What object knowledge did Piaget believe infant’s had?
Infants have no idea of themselves as independent entities in the world.
By 6 months (stage 1 and 2) they have worked out the difference between themselves and objects in the environment
They do not understand that objects have continuous and independent existence.
They think that objects’ existence is dependent on their own actions.
Throughout the first 18 months, infants have an imperfect understanding of the continued existence of any object, once it disappears from sight.
During this time, infants’ reactions to hidden objects reveal a gradual development, indicating the process of construction of knowledge (stages 3-5).
We can learn about this process through observing the errors infants make.
What is the stage 3 error?
6-9 months olds fail to search for a completely hidden object
However they will retrieve a partially hidden object
Towards the end of the stage 3 period they will search for a totally covered object if they happen to be moving towards it at the moment it was covered.

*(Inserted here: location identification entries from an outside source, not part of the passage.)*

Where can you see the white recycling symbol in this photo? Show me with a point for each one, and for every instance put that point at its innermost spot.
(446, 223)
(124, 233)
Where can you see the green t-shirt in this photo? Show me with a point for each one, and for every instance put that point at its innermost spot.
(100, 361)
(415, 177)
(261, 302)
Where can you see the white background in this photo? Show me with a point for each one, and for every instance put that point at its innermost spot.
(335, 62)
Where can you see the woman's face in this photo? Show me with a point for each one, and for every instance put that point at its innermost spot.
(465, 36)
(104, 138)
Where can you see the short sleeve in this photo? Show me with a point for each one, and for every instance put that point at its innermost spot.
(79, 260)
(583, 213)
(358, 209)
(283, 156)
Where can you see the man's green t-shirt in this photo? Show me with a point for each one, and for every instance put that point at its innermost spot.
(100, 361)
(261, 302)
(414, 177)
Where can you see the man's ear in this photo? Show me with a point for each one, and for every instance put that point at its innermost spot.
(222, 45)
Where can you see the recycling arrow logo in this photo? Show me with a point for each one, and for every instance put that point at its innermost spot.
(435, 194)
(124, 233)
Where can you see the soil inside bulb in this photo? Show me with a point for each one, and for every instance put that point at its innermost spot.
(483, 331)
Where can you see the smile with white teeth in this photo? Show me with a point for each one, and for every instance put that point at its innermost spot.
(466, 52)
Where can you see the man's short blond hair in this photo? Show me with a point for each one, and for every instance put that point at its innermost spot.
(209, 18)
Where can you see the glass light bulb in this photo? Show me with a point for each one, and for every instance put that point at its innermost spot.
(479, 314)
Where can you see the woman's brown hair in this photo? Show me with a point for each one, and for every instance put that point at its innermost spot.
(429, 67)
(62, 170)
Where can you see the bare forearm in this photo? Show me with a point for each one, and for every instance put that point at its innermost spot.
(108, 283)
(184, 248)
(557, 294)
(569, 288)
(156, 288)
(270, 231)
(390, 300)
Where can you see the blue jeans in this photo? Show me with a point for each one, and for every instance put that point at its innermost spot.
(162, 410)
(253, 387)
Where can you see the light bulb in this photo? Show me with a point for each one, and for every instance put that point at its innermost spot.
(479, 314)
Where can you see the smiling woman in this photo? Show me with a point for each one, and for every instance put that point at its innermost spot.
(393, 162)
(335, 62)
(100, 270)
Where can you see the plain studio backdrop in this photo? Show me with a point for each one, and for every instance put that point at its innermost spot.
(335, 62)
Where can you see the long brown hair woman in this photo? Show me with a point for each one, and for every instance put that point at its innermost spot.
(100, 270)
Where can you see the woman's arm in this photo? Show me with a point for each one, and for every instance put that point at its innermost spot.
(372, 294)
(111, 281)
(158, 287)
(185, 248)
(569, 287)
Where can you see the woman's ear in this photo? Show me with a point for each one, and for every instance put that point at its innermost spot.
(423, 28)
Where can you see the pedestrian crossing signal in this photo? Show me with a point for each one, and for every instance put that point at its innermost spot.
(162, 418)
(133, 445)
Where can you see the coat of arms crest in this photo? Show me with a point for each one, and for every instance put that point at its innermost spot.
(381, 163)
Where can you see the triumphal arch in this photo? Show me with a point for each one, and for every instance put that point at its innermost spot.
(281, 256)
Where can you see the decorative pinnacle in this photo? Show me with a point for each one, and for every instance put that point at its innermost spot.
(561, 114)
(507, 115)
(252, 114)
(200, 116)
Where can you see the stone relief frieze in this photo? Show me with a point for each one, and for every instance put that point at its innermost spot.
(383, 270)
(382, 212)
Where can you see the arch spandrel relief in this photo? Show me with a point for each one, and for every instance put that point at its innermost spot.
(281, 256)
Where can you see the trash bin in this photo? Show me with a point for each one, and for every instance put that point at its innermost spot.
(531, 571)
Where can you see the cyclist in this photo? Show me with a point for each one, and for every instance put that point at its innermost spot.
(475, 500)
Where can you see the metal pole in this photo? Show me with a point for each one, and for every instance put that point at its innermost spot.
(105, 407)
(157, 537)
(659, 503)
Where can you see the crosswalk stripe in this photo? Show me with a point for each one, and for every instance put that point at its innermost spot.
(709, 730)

From this Piaget concluded that, at this stage, infants do not understand that the covered object still exists.
Even when they retried a partially covered object they think that their own movements have reconstituted the missing bits.
What is the A not B error?
9 month olds begin to retrieve objects which they see covered.
If a toy is put in place A and covered and retrieved but then moved to place B, infants tend to look for it in the original location.
This continues to about 12 months and even older if a delay is imposed.
From this Piaget concluded that the infant understand the object as the thing of the place
They think that moving their hand to the original place recreates the object.
Although they look for the object they do not understand that the object exists when hidden and therefore exists independently of their actions.
For infants an object’s existence is defined by the infant’s own actions rather than true object knowledge.